Formally, there is an explanation. Our ministers, the prime minister
or the president do not have property formally belonging to them,
which does not match the size of their legal salary. Their property
formally belongs to their friends, relatives, family or
mother-in-law. However, Armenia is a small country, and everyone
knows one another, and whom the villa built for an ordinary citizen
belongs to, and who is behind the construction, commerce or other
company owned de jure by an ordinary businessman.

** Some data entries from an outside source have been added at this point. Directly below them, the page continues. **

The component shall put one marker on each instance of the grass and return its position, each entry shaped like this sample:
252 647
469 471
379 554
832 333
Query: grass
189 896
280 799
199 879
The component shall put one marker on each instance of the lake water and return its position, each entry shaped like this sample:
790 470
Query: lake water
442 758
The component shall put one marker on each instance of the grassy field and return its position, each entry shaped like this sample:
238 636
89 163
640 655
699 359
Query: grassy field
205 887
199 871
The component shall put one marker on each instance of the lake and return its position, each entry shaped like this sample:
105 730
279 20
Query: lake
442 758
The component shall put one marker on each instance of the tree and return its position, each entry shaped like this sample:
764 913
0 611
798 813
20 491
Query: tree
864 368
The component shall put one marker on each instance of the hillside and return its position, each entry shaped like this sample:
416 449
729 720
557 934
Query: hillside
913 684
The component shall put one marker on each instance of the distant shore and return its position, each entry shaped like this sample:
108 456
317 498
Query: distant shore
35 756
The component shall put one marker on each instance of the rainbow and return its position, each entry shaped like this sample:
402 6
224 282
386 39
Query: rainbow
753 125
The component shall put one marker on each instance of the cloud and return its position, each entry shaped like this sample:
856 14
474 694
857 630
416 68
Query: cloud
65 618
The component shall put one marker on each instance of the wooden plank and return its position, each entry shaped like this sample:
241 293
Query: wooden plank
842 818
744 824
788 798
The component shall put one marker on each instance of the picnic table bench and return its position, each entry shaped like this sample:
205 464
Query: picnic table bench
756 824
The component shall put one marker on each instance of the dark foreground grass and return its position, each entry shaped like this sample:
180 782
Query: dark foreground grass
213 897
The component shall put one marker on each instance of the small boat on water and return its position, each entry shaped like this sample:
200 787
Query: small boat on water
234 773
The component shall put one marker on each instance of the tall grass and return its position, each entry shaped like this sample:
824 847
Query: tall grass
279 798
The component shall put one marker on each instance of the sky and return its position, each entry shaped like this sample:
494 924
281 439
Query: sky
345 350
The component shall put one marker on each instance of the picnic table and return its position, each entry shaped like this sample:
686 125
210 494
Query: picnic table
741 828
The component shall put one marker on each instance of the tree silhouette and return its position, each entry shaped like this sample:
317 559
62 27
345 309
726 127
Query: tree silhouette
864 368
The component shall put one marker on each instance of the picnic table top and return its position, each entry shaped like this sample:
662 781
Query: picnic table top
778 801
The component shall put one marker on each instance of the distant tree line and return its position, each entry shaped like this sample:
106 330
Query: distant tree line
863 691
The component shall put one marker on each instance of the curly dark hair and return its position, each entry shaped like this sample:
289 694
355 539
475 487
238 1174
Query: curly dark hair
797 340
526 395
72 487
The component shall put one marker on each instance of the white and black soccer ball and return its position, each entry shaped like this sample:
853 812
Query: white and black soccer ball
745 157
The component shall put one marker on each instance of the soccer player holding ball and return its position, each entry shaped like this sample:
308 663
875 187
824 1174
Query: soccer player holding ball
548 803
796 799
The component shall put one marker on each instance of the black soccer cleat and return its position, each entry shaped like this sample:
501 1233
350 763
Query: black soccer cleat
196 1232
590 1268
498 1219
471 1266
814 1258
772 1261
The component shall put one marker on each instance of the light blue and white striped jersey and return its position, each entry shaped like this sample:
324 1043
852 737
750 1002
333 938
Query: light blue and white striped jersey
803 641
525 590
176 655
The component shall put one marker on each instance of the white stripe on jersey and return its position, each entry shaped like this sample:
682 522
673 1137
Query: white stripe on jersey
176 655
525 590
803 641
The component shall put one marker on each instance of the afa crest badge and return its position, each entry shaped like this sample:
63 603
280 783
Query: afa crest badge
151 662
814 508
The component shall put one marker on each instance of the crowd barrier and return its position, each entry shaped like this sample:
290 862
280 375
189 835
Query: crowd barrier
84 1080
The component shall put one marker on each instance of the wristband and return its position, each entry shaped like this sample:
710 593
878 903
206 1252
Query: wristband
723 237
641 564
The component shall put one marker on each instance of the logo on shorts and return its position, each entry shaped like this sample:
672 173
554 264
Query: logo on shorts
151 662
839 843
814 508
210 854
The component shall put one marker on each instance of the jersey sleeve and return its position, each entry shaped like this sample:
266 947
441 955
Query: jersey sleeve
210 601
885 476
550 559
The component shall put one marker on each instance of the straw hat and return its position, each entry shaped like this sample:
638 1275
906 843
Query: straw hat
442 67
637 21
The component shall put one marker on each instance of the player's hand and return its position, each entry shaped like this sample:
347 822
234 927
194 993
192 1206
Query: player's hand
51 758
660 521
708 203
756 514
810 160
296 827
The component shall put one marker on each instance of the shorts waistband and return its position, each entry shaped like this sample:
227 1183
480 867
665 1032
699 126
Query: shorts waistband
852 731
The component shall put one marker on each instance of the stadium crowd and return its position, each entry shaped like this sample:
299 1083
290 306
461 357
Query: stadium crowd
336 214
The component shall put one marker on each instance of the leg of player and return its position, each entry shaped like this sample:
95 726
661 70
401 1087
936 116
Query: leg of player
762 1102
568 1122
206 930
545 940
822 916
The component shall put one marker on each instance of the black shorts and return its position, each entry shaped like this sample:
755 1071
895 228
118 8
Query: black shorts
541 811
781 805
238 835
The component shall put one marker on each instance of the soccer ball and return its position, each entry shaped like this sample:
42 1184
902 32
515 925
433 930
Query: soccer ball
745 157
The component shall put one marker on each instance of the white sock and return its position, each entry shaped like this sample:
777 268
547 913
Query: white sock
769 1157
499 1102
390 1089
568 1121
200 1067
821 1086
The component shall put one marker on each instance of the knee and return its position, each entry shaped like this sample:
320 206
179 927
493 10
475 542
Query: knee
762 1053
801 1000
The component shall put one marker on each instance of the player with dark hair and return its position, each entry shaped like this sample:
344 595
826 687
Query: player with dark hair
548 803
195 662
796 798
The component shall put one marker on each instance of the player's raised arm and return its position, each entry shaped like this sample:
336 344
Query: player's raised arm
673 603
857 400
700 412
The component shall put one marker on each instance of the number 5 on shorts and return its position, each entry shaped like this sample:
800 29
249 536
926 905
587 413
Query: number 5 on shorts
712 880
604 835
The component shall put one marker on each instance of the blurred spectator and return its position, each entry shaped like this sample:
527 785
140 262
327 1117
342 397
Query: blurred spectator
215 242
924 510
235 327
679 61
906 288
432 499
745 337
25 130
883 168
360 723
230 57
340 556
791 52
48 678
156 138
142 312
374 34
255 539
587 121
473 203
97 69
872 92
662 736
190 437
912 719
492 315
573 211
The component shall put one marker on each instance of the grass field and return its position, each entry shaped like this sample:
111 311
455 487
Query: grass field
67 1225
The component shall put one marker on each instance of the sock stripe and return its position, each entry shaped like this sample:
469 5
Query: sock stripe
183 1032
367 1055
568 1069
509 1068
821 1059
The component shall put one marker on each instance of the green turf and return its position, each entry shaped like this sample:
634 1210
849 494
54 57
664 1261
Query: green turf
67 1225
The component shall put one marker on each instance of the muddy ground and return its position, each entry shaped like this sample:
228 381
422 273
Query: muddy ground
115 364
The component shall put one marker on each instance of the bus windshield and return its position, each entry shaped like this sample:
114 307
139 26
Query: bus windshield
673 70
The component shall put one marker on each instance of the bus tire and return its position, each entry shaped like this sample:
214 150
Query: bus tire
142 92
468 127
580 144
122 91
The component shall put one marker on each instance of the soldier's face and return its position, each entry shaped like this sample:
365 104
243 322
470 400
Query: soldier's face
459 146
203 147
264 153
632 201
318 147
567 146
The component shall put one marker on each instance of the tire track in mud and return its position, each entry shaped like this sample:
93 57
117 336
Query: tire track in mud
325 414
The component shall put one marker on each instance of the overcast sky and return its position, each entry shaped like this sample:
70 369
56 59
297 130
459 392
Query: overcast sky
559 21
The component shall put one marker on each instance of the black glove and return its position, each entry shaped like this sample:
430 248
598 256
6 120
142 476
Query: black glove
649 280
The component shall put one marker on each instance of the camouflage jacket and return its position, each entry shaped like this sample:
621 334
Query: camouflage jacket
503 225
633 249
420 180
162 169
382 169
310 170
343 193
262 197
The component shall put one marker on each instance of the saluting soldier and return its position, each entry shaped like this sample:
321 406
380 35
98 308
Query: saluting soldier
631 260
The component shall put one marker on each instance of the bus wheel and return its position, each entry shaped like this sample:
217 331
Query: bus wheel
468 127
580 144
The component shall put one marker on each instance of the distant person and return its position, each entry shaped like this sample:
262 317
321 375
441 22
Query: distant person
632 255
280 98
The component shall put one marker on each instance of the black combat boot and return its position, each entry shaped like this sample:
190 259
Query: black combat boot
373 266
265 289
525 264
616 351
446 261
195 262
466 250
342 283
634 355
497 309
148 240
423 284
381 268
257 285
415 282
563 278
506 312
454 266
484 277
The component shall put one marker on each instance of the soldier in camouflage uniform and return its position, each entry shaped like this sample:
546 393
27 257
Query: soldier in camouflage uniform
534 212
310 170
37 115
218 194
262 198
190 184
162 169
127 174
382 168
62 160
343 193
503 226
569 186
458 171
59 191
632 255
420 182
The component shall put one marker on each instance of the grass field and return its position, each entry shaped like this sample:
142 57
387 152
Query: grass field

Legally, it is difficult to reveal such cases of corruption. For
instance, it is difficult to prove that a 60 or 70 year-old woman
working at home could not sustain the oligarchic life of the
minister, who is related to all this only because 20-30 years ago or
earlier her daughter married the future minister or other
high-ranking official. But if legally it is impossible to reveal, it
is not difficult to bring into being the mechanism of moral
responsibility. In other words, the minister who lives a life of a
millionaire, the public official who wears suits, shoes, shirts, ties
worth thousands of dollars, stays at five-star hotels which are
located in famous resorts, rides in expensive cars, owns summerhouses
in different parts of the country, cannot do this secretly, like he
cannot obtain all that on his salary. And the president who
guarantees Constitutional order in Armenia should know about it. If
he cannot instruct the office of prosecutor general to investigate
and punish the corrupt official, he should assume the responsibility
and dismiss the minister to show to the society that the Armenian
government does not tolerate corruption in reality, not in speeches.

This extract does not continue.